しかし、皮肉なことに今わたしは名古屋で塾を経営している。振り返ると、わたしの生涯は粒々の小金しかもらえず、結婚さえできず、炎天下で草を刈り、雪の降りしきる中、外で働いた。パンのためだった。今は子どもたちの将来を預かっている。
小学生を見ると、この子らに残されている未来が羨ましくなる。塾生も中学に入学して高校を経て大学に入学するだろう。そして社会人になって――子どもたちの背中には未来が詰まっているのだ。

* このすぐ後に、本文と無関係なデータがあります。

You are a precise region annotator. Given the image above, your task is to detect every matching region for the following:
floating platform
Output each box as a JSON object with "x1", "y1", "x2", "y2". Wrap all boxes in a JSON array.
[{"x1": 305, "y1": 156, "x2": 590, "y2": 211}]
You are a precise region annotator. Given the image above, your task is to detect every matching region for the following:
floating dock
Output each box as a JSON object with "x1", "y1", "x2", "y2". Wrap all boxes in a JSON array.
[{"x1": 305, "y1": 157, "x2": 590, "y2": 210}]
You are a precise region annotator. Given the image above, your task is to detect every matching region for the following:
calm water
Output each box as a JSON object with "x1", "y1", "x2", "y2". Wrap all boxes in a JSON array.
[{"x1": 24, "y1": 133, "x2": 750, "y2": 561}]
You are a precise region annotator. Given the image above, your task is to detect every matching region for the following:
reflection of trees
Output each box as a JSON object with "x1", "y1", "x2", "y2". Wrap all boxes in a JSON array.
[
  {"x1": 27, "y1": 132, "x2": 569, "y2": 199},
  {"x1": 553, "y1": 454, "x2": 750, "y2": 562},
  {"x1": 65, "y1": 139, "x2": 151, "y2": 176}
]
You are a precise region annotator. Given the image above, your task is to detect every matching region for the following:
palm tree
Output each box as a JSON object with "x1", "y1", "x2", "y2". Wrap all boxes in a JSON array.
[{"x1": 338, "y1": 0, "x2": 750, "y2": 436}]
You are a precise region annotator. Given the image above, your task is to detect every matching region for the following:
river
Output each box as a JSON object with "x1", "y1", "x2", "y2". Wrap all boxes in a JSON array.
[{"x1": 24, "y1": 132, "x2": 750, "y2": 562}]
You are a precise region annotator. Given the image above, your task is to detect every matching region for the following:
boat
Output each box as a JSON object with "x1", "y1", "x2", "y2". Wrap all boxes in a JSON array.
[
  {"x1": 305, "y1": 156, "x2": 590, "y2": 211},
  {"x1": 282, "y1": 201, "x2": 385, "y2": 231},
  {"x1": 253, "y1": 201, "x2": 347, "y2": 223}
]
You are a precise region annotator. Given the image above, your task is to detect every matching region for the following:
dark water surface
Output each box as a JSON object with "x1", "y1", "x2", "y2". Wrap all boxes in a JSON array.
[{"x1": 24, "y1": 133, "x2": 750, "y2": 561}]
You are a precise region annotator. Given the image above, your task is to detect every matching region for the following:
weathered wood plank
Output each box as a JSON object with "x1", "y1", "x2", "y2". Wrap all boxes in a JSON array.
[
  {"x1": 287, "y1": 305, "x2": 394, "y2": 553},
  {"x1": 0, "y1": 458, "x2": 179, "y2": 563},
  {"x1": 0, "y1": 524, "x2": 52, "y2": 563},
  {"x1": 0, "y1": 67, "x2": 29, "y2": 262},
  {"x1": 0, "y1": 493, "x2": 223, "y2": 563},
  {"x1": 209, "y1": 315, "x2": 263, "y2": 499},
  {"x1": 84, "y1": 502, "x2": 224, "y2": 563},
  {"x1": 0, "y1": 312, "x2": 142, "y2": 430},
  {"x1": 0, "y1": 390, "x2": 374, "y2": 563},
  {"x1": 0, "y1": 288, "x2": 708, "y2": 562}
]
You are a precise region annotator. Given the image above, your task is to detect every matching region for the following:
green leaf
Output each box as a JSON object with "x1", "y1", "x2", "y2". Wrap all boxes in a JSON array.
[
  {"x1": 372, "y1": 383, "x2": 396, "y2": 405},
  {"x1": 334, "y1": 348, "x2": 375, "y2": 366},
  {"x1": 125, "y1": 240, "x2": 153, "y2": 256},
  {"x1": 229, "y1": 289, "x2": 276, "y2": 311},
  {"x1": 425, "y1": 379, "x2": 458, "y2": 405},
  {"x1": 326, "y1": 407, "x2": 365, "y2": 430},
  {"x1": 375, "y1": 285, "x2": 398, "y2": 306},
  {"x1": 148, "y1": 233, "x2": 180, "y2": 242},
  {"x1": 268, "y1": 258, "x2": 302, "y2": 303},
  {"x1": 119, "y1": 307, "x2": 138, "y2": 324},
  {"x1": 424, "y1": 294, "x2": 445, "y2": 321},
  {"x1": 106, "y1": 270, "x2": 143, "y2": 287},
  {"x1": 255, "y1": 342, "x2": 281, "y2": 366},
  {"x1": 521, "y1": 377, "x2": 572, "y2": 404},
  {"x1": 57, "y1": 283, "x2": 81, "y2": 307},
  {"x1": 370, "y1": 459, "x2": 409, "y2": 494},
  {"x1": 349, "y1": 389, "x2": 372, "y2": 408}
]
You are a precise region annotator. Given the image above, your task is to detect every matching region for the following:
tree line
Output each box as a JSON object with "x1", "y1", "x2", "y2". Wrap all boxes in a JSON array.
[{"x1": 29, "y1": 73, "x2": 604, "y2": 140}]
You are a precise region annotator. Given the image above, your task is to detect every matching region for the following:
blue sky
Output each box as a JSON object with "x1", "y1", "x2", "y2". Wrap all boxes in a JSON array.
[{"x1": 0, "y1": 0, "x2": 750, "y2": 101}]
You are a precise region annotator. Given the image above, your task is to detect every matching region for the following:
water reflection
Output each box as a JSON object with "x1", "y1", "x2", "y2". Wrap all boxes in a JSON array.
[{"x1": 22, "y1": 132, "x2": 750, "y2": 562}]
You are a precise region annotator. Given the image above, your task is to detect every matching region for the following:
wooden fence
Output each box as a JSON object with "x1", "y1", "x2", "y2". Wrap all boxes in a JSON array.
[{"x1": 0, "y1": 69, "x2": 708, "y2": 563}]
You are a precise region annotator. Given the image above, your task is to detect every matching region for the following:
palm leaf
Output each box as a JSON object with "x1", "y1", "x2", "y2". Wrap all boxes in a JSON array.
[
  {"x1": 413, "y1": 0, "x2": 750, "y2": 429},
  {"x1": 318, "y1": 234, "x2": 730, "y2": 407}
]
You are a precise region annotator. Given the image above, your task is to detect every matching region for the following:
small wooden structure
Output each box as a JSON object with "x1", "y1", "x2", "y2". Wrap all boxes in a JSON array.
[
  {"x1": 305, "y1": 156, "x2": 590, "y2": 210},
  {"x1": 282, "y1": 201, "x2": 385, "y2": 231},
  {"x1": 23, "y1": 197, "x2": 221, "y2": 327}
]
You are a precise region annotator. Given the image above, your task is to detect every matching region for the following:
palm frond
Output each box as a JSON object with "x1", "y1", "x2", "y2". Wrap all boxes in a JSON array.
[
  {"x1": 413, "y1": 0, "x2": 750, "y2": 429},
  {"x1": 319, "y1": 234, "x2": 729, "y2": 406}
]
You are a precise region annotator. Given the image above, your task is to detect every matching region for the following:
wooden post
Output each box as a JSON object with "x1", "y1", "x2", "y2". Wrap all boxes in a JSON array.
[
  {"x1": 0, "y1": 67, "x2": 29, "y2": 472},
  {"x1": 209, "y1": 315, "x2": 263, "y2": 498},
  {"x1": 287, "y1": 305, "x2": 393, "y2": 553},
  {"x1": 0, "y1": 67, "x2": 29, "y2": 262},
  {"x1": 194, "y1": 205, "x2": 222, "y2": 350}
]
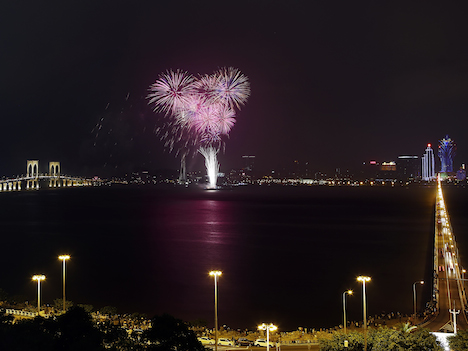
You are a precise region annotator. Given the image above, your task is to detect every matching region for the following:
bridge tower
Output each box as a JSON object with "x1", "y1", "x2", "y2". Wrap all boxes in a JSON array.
[
  {"x1": 49, "y1": 162, "x2": 60, "y2": 188},
  {"x1": 26, "y1": 160, "x2": 39, "y2": 189}
]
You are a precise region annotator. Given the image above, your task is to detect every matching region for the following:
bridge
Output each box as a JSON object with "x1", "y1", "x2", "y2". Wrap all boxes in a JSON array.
[
  {"x1": 0, "y1": 160, "x2": 97, "y2": 192},
  {"x1": 422, "y1": 180, "x2": 468, "y2": 333}
]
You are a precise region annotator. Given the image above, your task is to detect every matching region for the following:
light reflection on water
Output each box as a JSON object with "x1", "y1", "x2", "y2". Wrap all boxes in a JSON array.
[{"x1": 0, "y1": 188, "x2": 460, "y2": 329}]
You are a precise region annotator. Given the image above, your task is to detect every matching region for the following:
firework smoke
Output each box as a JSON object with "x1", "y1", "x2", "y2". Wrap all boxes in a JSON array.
[{"x1": 148, "y1": 67, "x2": 250, "y2": 188}]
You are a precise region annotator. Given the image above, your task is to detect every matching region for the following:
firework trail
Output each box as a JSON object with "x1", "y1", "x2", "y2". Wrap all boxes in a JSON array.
[{"x1": 147, "y1": 67, "x2": 250, "y2": 188}]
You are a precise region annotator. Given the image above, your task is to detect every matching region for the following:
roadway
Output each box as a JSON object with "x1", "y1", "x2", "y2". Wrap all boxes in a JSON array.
[
  {"x1": 423, "y1": 182, "x2": 468, "y2": 332},
  {"x1": 209, "y1": 344, "x2": 320, "y2": 351}
]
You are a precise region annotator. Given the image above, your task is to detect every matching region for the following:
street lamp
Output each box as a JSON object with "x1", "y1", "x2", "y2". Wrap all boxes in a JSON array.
[
  {"x1": 357, "y1": 275, "x2": 371, "y2": 351},
  {"x1": 343, "y1": 290, "x2": 353, "y2": 334},
  {"x1": 413, "y1": 280, "x2": 424, "y2": 318},
  {"x1": 462, "y1": 269, "x2": 466, "y2": 295},
  {"x1": 33, "y1": 274, "x2": 45, "y2": 315},
  {"x1": 258, "y1": 323, "x2": 278, "y2": 351},
  {"x1": 59, "y1": 255, "x2": 70, "y2": 313},
  {"x1": 210, "y1": 271, "x2": 223, "y2": 351}
]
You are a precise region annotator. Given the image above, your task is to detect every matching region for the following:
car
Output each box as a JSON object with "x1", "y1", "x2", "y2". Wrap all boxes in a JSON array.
[
  {"x1": 236, "y1": 338, "x2": 253, "y2": 346},
  {"x1": 218, "y1": 338, "x2": 234, "y2": 346},
  {"x1": 197, "y1": 336, "x2": 214, "y2": 345},
  {"x1": 254, "y1": 339, "x2": 275, "y2": 347}
]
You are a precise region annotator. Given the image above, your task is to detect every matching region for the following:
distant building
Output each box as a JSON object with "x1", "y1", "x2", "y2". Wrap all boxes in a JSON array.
[
  {"x1": 380, "y1": 161, "x2": 396, "y2": 172},
  {"x1": 242, "y1": 155, "x2": 255, "y2": 173},
  {"x1": 397, "y1": 155, "x2": 421, "y2": 181},
  {"x1": 421, "y1": 144, "x2": 436, "y2": 181},
  {"x1": 439, "y1": 135, "x2": 457, "y2": 173},
  {"x1": 360, "y1": 160, "x2": 380, "y2": 180},
  {"x1": 457, "y1": 164, "x2": 466, "y2": 180}
]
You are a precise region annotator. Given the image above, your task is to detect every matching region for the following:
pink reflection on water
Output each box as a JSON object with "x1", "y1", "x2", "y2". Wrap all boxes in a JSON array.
[{"x1": 150, "y1": 198, "x2": 239, "y2": 270}]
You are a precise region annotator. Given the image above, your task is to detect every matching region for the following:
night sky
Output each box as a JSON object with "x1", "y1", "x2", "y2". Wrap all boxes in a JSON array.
[{"x1": 0, "y1": 0, "x2": 468, "y2": 176}]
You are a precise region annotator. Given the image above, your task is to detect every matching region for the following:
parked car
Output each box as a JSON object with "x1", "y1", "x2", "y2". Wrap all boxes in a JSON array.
[
  {"x1": 236, "y1": 338, "x2": 253, "y2": 346},
  {"x1": 254, "y1": 339, "x2": 275, "y2": 347},
  {"x1": 218, "y1": 338, "x2": 234, "y2": 346},
  {"x1": 198, "y1": 336, "x2": 214, "y2": 345}
]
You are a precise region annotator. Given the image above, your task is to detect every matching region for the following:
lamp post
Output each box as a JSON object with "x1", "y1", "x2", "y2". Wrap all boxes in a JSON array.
[
  {"x1": 343, "y1": 290, "x2": 353, "y2": 334},
  {"x1": 462, "y1": 269, "x2": 466, "y2": 295},
  {"x1": 357, "y1": 275, "x2": 371, "y2": 351},
  {"x1": 258, "y1": 323, "x2": 278, "y2": 351},
  {"x1": 33, "y1": 274, "x2": 45, "y2": 315},
  {"x1": 59, "y1": 255, "x2": 70, "y2": 313},
  {"x1": 210, "y1": 271, "x2": 223, "y2": 351},
  {"x1": 413, "y1": 280, "x2": 424, "y2": 319}
]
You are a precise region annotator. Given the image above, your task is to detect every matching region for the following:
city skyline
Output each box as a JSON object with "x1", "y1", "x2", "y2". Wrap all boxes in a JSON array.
[{"x1": 0, "y1": 1, "x2": 468, "y2": 176}]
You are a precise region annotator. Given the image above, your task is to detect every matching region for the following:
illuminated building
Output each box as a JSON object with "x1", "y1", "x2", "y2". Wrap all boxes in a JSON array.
[
  {"x1": 421, "y1": 144, "x2": 436, "y2": 181},
  {"x1": 380, "y1": 161, "x2": 396, "y2": 171},
  {"x1": 457, "y1": 164, "x2": 466, "y2": 180},
  {"x1": 397, "y1": 155, "x2": 421, "y2": 181},
  {"x1": 242, "y1": 155, "x2": 255, "y2": 173},
  {"x1": 439, "y1": 135, "x2": 457, "y2": 173}
]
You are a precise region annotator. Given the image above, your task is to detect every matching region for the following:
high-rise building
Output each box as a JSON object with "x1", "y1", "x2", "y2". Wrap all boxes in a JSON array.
[
  {"x1": 242, "y1": 155, "x2": 255, "y2": 173},
  {"x1": 421, "y1": 144, "x2": 436, "y2": 181},
  {"x1": 439, "y1": 135, "x2": 457, "y2": 173},
  {"x1": 397, "y1": 155, "x2": 421, "y2": 181}
]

わたしには大学時代にしておけばよかったふたつの後悔がある。ひとつは塾講師や家庭教師など教育関係のアルバイトだ。もうひとつはバイクの免許を取って全国津々浦々を旅することだ。生徒諸君に教えたお金でバイクツーリングに行きたかった。
大学時代は時間が湯水のごとくあったが、お金はなかった。塾経営をしている現在はお金には困っていないが時間がない。今年の夏はバイクで東海市のバイク店に商品を見に行っただけだ。その後にバッテリーが上がってしまい今は使い物にならない。ままならぬことである。
今のわたしにとって塾生にも恵まれていることが嬉しい。ある塾生は五月末の時点で国語の偏差値38.7だったのが六月末に48.7になり八月末には59.3にまで上がった。
この塾生は授業を受けて、そのままにせずに復習を十分にした結果、三箇月で国語の偏差値を20以上アップしている。こういう成績の変化を知ると思わずにやけてしまう。
こういう成績の上昇を大々的にホームページで発表したいところだが生徒に訊くと母親が嫌がるのだそうだ。わたしはその生徒の気持ちを汲んで、この話はこれ以上は記さない。何でもかでも書けばいい、というものではない。